Gözümüzün önünde bir tarih hazinesi var ama biz ne yapıyoruz?

Üzerine apartman dikiyoruz! Antalya gibi binlerce yıllık geçmişe sahip bir şehirde, her köşe başında bir antik kalıntıya rastlamak mümkün. Ama bu kalıntılar ne kadar güvende, işte orası tartışmalı.

Şöyle bir düşünün: Sabah kahvenizi içerken balkonunuzun altında Roma döneminden kalma bir lahit var. Bir yanda antik tiyatro kalıntısı, diğer yanda otopark... "Bu da nereden çıktı?" diyecek kadar alıştık artık tarihle iç içe yaşamaya. Ama sorun şu ki; bu değerler korunmuyor, korunamıyor.

Antalya'nın Kaleiçi gibi turistik bölgeleri şanslı, çünkü göz önünde oldukları için biraz daha dikkat çekiyorlar. Ama şehrin dört bir yanında, apartmanların bahçelerinde, yıkık duvarların arkasında tarihin izleri kaybolmaya yüz tutmuş durumda.
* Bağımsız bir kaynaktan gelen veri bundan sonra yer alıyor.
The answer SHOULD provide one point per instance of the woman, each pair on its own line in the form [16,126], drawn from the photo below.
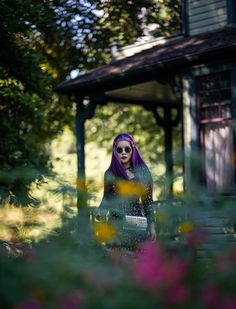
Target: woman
[127,167]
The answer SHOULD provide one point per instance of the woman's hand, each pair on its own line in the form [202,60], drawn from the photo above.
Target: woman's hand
[153,233]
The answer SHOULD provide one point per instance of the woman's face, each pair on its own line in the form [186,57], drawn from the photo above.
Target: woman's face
[124,152]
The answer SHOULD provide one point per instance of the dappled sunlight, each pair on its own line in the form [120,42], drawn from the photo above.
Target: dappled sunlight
[28,224]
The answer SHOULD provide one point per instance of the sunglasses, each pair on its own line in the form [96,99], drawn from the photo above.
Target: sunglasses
[126,149]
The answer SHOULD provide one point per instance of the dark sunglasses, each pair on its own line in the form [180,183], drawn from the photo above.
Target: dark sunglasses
[126,149]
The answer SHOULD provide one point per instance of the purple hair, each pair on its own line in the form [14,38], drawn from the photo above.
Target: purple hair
[116,168]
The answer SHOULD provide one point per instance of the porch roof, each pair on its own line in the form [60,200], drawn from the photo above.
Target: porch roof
[172,55]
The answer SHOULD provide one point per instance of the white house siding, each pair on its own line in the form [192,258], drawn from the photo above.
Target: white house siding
[206,15]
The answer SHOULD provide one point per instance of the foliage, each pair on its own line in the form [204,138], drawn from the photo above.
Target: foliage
[40,44]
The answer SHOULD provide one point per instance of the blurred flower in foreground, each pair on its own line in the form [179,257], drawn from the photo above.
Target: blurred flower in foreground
[159,273]
[128,189]
[161,216]
[214,297]
[185,227]
[104,231]
[29,304]
[80,185]
[196,237]
[226,262]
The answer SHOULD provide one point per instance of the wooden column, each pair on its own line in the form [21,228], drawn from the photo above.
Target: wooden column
[80,135]
[167,123]
[82,114]
[167,126]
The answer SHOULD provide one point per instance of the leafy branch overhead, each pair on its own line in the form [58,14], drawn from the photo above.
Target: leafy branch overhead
[41,42]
Peki, bu yapıların kaderi ne olacak? Çoğu zaman, üzerine beton dökülüp "hallediveriyoruz." Ne yazık ki, tarihi mirasla yaşamayı öğrenemedik. Koruma kurulları bazen geç kalıyor, bazen de göz ardı ediliyor. Vatandaş desen, "Aman başıma iş almayayım" diye sessiz kalıyor. Oysa bu şehir, Attalos’tan önce de tarih kokuyordu şimdi de tarih kokuyor ve bu mirasa sahip çıkmak hepimizin sorumluluğu.

Elbette ki modern şehirleşme olacak, gelişeceğiz. Ama bunu yaparken tarihimize biraz daha saygı duymak bu kadar zor mu? Arkeologlar çırpınıyor, tarihçiler uyarıyor ama biz hâlâ gözümüzü kapamaya devam ediyoruz.

Antalya sadece deniziyle, güneşiyle değil; altında yatan binlerce yıllık geçmişiyle de değerli. Betonun altında ezilen bu tarih bir gün tamamen kaybolursa, işte o zaman kahrolacağız ama iş işten geçmiş olacak. Belki de sormamız gereken asıl soru şu;"Bu şehri kim için, ne için inşa ediyoruz?"

Biraz daha ileri gidelim. Neden bu kadar duyarsızız? Çünkü tarihi korumak sadece tabelalar asmakla, broşürler dağıtmakla olmuyor. Eğitim sisteminden yerel yönetimlere kadar herkesin bu mirasa sahip çıkması gerekiyor. Gel gör ki çoğu zaman antik kalıntılar, lüks konut projelerinin gölgesinde kaybolup gidiyor.

Üstelik bu sadece bir estetik meselesi değil. Tarihi yapılar, bir toplumun hafızasıdır. Hafızamızı kaybettiğimizde kim olduğumuzu da unuturuz. Antalya'nın sokaklarında gezerken, her taşın altında bir hikâye yatıyor ama biz bu hikâyeleri duymaktan vazgeçiyoruz. Gelecek nesillere ne bırakacağız? Beton yığınları mı, yoksa köklü bir kültürel miras mı?

Çözüm aslında karmaşık değil. Şeffaf bir koruma politikası ve yerel halkın bilinçlendirilmesi ilk adımlar olabilir. Ayrıca, tarihi alanların etrafında plansız yapılaşmayı engellemek ve mevcut kalıntıları görünür kılmak da büyük bir fark yaratır. Ancak bunun için irade gerekiyor. O irade de, şehri yönetenlerin ve burada yaşayanların ortak çabasıyla mümkün olur.

Antalya yalnızca bugünün şehri değil. Binlerce yıl öncesinin mirasını taşıyor ve geleceğe aktarmak zorunda olduğumuz bir sorumluluk var. Bu sorumluluktan kaçarsak, Antalya'nın ruhunu kaybederiz. Ve unutmayalım ki, bir şehrin ruhu olmadan geriye sadece soğuk beton kalır.